No one believed that he and his team had found Homo sapiens within the belly of a deinocheirus, especially a deinocheirus that was so complete in its preservation and so surprisingly menacing in its construction. The whole thing simply seemed so entirely implausible, and even with all the evidence, no one was willing to recall Sir Arthur Conan Doyle's adage, “Once you eliminate the impossible, whatever remains, no matter how improbable, must be the truth.”
Before long, Doctor Ming-Zhen was horrified to hear many calling his discovery an absolute hoax, from the human remains to the deinocheirus itself. As this line of thought gradually came to be accepted by the media and, with them, most scientists, he was angered not only because of how unjust it was for him personally, but even
more so because of the damage it did to his team of pupils.

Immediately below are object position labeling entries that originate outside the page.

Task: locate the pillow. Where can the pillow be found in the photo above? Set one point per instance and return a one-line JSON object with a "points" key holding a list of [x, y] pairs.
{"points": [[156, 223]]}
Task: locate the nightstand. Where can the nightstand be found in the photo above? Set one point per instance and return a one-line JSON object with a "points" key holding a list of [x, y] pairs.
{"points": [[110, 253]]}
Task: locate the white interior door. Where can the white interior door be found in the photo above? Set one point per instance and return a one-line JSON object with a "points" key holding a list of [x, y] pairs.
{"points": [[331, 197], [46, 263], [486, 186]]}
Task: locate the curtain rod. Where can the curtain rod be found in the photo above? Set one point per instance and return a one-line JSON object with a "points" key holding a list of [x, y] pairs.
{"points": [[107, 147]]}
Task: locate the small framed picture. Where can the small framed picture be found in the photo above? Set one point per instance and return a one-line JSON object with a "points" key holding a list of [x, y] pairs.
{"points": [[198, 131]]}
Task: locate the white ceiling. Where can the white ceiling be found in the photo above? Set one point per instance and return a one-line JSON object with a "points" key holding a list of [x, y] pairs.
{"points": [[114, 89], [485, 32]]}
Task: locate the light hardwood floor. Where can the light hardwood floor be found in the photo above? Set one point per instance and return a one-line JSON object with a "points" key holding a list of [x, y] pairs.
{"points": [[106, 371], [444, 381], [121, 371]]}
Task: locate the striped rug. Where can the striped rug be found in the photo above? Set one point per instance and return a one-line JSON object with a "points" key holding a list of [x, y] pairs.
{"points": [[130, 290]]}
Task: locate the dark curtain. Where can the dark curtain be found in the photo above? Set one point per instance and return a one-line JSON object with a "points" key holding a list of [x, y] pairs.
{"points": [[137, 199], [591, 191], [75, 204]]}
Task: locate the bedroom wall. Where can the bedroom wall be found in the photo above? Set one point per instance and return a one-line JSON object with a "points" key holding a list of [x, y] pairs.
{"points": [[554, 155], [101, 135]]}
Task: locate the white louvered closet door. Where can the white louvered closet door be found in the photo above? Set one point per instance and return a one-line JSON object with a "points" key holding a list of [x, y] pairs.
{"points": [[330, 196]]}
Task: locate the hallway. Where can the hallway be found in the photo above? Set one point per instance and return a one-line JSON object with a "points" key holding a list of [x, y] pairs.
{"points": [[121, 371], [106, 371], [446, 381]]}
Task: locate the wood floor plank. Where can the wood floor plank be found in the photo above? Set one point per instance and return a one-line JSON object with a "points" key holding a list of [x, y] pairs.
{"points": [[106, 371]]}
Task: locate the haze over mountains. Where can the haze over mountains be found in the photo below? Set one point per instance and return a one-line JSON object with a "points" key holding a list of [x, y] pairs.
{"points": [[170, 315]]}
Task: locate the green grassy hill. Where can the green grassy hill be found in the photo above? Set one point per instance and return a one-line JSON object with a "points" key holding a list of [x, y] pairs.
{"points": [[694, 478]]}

Then, the unthinkable happened.
One evening he was watching the news on a large screen, his wife standing behind him, when two of his students appeared on an interview. Undoubtedly buckling under the tremendous pressure brought to bear and determined to salvage their own careers, they told the world that the fossils were a chicanery and that their esteemed professor was a fraud.
One was the carouser Chao. The other, his precious Jia Ling.
His wife placed a hand on his shoulder. “I am very sorry,” she said.
He could not muster a response. He was utterly devastated, and he was filled with a terrible rage against Chao, who had doubtless pushed Jia Ling into this treachery.
In short order, Doctor Ming-Zhen was labeled the greatest fraud of paleontology.
After that blow, the issue became a simple matter of faith, with a very small number of his closest friends and colleagues quietly accepting Doctor Ming-Zhen's testimony (because they knew his character), while the rest of the world chomped at the bit in zealous outrage, practically ready to have him hanged for scientific heresy.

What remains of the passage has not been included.